I have datafarme like this
dummy_data <- structure(list(Date = c("24/06/2002", "24/06/2002", "01/07/2002",
"01/07/2002", "08/07/2002",
"08/07/2002","15/07/2002","17/07/2002",
"22/07/2002", "22/07/2002", "29/07/2002"),
Temp_id= c("ABC", "M567", "M567", "M567", "XYZ", "XYZ",
"T300/500,XYZ", "T300/390,XYZ", "0000,M300", "1234,M678", "ABC")), class =
"data.frame",
row.names = c(NA,
-11L))
In some of the rows in column "temp_id" there is an additional text.
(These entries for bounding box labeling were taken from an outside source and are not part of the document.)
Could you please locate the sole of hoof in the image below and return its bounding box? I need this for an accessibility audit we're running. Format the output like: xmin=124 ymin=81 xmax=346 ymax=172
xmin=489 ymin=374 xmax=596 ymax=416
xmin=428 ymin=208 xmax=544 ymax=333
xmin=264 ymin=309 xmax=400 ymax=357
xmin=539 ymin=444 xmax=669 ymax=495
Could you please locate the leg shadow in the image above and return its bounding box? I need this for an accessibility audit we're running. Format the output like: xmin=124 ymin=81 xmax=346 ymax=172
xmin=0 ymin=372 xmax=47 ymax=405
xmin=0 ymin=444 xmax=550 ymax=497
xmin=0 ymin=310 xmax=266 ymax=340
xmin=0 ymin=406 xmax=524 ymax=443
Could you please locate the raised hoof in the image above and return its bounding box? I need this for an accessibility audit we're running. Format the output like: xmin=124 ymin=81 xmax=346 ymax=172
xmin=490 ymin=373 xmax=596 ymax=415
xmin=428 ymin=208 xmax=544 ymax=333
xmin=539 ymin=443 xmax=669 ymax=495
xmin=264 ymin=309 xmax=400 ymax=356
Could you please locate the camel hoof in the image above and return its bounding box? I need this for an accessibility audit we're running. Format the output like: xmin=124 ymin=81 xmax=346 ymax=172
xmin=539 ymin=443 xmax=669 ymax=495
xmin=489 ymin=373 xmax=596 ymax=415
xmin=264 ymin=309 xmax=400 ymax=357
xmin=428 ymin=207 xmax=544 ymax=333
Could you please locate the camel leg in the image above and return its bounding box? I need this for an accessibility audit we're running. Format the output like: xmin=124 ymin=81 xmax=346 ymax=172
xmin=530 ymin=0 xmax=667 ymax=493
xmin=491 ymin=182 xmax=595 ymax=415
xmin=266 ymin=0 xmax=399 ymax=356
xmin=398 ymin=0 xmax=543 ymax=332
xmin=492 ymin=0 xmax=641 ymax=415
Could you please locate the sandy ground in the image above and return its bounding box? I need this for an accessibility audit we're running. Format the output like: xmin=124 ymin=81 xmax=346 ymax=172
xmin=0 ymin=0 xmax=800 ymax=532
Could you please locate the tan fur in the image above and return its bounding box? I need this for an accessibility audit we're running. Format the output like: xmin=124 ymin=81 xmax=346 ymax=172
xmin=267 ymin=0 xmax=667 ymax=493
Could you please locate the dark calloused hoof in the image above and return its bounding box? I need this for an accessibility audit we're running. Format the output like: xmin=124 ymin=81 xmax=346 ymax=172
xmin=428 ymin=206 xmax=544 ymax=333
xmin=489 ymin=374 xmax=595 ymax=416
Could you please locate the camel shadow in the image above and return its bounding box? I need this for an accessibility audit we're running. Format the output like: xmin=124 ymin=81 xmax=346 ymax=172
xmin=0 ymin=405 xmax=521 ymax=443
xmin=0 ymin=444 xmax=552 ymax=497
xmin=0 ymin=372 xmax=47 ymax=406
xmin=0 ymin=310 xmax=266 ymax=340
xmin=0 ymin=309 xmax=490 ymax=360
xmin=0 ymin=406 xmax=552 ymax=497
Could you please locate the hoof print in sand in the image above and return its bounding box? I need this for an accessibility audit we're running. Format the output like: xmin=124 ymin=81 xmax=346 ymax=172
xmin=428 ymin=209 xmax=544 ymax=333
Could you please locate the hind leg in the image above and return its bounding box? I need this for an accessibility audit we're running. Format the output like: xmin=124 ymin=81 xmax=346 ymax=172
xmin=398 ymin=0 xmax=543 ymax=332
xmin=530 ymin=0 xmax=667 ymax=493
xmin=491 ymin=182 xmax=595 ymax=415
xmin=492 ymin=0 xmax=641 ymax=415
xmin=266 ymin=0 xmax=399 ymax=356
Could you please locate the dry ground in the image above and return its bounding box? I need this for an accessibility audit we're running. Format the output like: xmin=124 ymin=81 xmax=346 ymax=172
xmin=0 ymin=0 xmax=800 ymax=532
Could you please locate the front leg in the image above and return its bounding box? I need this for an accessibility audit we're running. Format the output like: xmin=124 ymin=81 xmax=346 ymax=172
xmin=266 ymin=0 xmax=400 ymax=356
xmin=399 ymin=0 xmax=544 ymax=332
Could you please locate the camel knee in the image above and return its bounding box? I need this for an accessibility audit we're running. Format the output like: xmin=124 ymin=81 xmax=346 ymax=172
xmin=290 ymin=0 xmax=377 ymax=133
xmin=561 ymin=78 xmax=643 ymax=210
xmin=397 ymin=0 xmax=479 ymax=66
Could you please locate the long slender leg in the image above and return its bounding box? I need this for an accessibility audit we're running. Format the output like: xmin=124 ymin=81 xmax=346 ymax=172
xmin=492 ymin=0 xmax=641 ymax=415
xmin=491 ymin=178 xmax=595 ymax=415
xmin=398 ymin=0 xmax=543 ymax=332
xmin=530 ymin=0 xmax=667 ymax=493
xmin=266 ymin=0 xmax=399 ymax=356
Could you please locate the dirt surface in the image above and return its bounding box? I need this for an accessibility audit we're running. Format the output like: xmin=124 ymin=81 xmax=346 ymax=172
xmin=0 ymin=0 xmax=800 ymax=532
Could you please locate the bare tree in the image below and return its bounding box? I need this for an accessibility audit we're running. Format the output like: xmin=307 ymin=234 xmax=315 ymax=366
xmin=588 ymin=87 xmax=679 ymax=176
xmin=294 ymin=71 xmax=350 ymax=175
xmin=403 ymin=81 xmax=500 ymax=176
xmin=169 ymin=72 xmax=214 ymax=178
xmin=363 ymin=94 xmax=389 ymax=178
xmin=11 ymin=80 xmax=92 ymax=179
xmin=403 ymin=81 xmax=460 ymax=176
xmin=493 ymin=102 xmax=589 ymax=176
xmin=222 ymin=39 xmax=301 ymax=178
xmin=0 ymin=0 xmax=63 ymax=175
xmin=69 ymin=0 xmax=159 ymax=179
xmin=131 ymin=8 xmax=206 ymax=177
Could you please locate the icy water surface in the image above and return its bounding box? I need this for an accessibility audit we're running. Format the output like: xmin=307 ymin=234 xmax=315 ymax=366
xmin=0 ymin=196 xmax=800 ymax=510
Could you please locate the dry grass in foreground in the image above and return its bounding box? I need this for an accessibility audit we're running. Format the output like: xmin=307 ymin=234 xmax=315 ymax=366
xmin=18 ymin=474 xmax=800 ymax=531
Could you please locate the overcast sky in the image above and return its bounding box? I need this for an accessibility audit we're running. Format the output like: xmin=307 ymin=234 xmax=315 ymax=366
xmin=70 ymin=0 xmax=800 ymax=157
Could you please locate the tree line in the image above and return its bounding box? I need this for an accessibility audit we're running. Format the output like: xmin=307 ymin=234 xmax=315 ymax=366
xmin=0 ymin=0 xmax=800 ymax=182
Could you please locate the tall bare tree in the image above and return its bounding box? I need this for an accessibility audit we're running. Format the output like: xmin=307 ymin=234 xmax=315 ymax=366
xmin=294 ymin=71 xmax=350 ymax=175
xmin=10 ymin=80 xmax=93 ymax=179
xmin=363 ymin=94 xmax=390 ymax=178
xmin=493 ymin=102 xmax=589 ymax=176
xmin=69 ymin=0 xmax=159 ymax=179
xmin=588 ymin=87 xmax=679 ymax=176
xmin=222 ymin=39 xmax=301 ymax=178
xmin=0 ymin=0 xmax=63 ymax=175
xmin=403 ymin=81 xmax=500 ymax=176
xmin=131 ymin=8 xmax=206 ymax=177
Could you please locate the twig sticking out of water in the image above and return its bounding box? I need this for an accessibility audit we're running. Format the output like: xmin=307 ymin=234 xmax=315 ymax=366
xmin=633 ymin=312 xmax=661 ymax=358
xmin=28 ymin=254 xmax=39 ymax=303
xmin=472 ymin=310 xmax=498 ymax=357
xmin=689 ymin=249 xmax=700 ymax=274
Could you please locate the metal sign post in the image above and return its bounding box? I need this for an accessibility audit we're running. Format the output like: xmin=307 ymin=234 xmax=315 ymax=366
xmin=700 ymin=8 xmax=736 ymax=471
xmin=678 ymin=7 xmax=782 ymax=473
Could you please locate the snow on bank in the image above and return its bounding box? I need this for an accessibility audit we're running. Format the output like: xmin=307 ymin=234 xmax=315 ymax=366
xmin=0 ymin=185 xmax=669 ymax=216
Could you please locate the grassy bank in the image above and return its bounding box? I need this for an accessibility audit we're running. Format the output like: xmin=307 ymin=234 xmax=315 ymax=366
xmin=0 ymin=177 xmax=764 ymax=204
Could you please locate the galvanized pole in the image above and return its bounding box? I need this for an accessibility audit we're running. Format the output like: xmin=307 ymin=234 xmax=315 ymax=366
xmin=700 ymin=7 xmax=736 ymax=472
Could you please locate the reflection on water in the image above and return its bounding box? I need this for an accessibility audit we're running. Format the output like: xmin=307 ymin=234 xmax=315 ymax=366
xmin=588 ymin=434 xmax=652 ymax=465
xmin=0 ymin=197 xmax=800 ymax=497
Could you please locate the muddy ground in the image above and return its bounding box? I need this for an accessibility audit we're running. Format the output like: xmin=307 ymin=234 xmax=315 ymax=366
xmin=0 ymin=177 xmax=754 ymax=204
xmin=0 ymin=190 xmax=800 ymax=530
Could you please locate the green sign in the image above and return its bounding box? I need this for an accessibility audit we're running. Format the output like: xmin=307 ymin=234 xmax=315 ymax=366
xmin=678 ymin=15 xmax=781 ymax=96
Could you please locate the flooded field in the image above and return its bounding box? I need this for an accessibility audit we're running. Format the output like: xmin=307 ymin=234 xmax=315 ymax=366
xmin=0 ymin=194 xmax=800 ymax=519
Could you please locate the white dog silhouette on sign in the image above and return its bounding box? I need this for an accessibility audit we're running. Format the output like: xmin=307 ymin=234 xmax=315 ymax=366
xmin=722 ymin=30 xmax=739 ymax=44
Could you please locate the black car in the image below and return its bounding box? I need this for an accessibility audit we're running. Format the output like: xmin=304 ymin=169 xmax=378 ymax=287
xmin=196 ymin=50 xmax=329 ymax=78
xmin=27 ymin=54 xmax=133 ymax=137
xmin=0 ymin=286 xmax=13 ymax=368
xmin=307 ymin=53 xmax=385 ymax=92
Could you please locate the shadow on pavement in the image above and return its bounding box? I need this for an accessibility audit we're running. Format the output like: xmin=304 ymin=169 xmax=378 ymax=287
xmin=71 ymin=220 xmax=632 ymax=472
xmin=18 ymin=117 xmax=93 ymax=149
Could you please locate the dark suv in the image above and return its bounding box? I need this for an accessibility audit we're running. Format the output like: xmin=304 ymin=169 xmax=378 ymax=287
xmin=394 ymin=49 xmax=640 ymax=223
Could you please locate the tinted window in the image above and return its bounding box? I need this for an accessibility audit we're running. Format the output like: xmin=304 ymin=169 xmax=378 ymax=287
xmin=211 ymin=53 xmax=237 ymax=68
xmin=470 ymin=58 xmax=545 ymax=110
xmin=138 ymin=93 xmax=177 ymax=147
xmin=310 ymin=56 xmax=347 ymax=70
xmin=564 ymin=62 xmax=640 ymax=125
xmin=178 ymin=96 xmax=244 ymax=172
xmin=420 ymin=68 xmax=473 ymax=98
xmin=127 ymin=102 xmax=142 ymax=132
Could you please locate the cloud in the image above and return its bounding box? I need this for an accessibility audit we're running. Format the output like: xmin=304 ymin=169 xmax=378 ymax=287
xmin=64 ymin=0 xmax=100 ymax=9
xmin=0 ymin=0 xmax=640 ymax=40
How can I remove the part before ',' and leave the rest of the string in the column?
Required output <- dummy_data <- structure(list(Date = c("24/06/2002", "24/06/2002", "01/07/2002", "01/07/2002", "08/07/2002", "08/07/2002","15/07/2002","17/07/2002",
"22/07/2002", "22/07/2002", "29/07/2002"),
Temp_id= c("ABC", "M567", "M567", "M567", "XYZ", "XYZ",
"XYZ", "XYZ", "M300", "M678", "ABC")), class= "data.frame", row.names = c(NA, -11L))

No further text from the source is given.